An inverter is an electronic device that converts direct current to alternating current. In a photovoltaic system, the inverter can convert the DC output of the photovoltaic array into alternating current with a stable voltage and frequency. Similarly, the output power of the wind turbine may be AC or DC depending on its model. If it is DC, an inverter is also required to convert DC to AC.
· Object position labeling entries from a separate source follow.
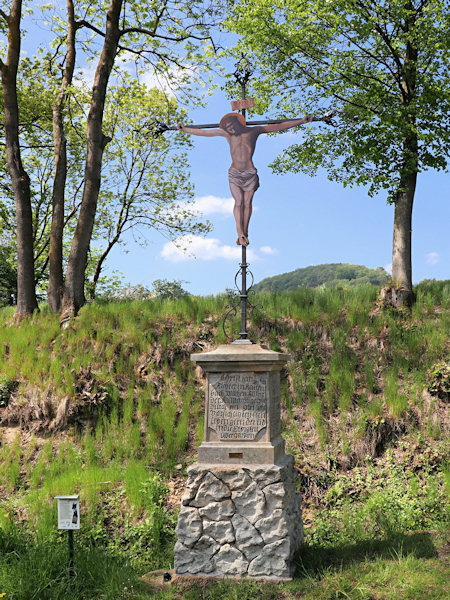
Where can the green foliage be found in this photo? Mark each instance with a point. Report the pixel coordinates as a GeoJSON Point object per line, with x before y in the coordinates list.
{"type": "Point", "coordinates": [380, 65]}
{"type": "Point", "coordinates": [439, 380]}
{"type": "Point", "coordinates": [8, 275]}
{"type": "Point", "coordinates": [369, 446]}
{"type": "Point", "coordinates": [171, 290]}
{"type": "Point", "coordinates": [331, 275]}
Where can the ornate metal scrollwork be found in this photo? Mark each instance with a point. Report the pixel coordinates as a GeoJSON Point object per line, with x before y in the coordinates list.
{"type": "Point", "coordinates": [241, 297]}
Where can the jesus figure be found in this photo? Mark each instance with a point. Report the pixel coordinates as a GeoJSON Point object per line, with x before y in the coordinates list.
{"type": "Point", "coordinates": [242, 175]}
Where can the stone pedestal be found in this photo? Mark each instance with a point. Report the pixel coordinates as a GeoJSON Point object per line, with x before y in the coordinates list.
{"type": "Point", "coordinates": [240, 515]}
{"type": "Point", "coordinates": [239, 521]}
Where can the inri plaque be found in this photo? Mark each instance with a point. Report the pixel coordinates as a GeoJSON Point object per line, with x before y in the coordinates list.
{"type": "Point", "coordinates": [237, 405]}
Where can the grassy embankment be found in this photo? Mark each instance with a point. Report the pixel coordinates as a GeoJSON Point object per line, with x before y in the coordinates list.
{"type": "Point", "coordinates": [111, 408]}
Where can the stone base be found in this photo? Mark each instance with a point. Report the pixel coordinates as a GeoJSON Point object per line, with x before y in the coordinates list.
{"type": "Point", "coordinates": [241, 453]}
{"type": "Point", "coordinates": [239, 521]}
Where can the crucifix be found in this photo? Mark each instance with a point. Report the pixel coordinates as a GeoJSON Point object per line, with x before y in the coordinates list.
{"type": "Point", "coordinates": [242, 174]}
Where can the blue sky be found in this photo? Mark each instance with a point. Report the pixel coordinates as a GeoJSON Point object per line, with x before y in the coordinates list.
{"type": "Point", "coordinates": [297, 221]}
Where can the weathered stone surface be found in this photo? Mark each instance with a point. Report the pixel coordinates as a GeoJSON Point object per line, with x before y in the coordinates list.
{"type": "Point", "coordinates": [189, 527]}
{"type": "Point", "coordinates": [237, 405]}
{"type": "Point", "coordinates": [253, 530]}
{"type": "Point", "coordinates": [230, 561]}
{"type": "Point", "coordinates": [221, 531]}
{"type": "Point", "coordinates": [274, 559]}
{"type": "Point", "coordinates": [207, 546]}
{"type": "Point", "coordinates": [248, 539]}
{"type": "Point", "coordinates": [211, 489]}
{"type": "Point", "coordinates": [195, 476]}
{"type": "Point", "coordinates": [234, 479]}
{"type": "Point", "coordinates": [218, 511]}
{"type": "Point", "coordinates": [249, 502]}
{"type": "Point", "coordinates": [191, 561]}
{"type": "Point", "coordinates": [275, 496]}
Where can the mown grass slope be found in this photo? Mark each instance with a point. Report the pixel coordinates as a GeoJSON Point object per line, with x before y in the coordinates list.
{"type": "Point", "coordinates": [111, 408]}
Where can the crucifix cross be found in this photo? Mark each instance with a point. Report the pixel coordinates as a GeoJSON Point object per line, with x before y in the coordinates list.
{"type": "Point", "coordinates": [242, 174]}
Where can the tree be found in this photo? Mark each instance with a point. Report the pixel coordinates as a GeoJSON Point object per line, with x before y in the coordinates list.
{"type": "Point", "coordinates": [145, 179]}
{"type": "Point", "coordinates": [26, 295]}
{"type": "Point", "coordinates": [382, 67]}
{"type": "Point", "coordinates": [155, 32]}
{"type": "Point", "coordinates": [166, 37]}
{"type": "Point", "coordinates": [8, 275]}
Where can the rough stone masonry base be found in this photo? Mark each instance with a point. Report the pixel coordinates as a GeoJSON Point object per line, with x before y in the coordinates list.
{"type": "Point", "coordinates": [239, 521]}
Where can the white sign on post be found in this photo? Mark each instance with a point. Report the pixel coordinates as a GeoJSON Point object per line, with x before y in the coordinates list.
{"type": "Point", "coordinates": [68, 512]}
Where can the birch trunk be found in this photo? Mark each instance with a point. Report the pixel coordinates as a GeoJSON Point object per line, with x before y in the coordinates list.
{"type": "Point", "coordinates": [402, 292]}
{"type": "Point", "coordinates": [73, 297]}
{"type": "Point", "coordinates": [26, 294]}
{"type": "Point", "coordinates": [56, 278]}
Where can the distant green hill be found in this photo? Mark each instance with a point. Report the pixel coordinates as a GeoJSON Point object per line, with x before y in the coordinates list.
{"type": "Point", "coordinates": [330, 275]}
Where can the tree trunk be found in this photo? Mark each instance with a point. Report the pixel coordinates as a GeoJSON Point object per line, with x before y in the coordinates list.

Many inverters have two functions: ① convert DC voltage to AC voltage; ② maximize power extraction from PV modules using maximum power point tracking technology. Figure 1a and Figure 1b show the changes in cell voltage, current, and power due to solar radiation intensity and temperature. Changes in these conditions will move the maximum power point. To maintain maximum power transfer from the source to the load, the inverter must adjust the source load to operate at the source’s MPP point to maximize power draw. This function of adjusting the load is called maximum power point tracking (MPPT).
The inverter is designed to be independent of the grid, which means that it can work both independently of the grid and connected to the grid. When in grid-connected working mode, if the grid is energized, the inverter can either obtain power from the grid or output power to the grid.
Power inverters control the voltage and current between the power source (photovoltaic array, wind turbine, or other DC power source) and the electrical load, converting the varying DC output into a high-quality sinusoidal waveform. Both the efficiency of photovoltaic cells and the efficiency of inverters are critical factors for the success of photovoltaic renewable energy systems.
In Figure 2, a solar photovoltaic array provides DC power to an inverter that outputs AC power for a building. In the application shown in Figure 3, the unstable AC output from a wind turbine is first rectified into a relatively stable DC, and then inverted into a stable AC. The public grid and user loads must obtain stable AC voltage waveforms.
In the United States and around the world, the vast majority of electricity is alternating current (AC). The advantage of alternating current is that the voltage can be stepped up by a transformer, thereby reducing the current. Smaller currents help reduce voltage drops and power losses in power transmission lines and wires of all types. The AC voltage output by the inverter can be connected to the public grid through a transformer, or directly to the AC loads of households and commercial users near the system site.
The polarity of the AC waveform shown in Figure 4a changes back and forth between positive and negative, so it can be transformed by a transformer, while the DC waveform in Figure 4b cannot be transformed by a transformer. In order to convert the voltage between the primary and secondary windings of the transformer, the polarity of the input voltage to the primary winding must be periodically changed, which is clearly not the case with the waveforms in Figure 4b.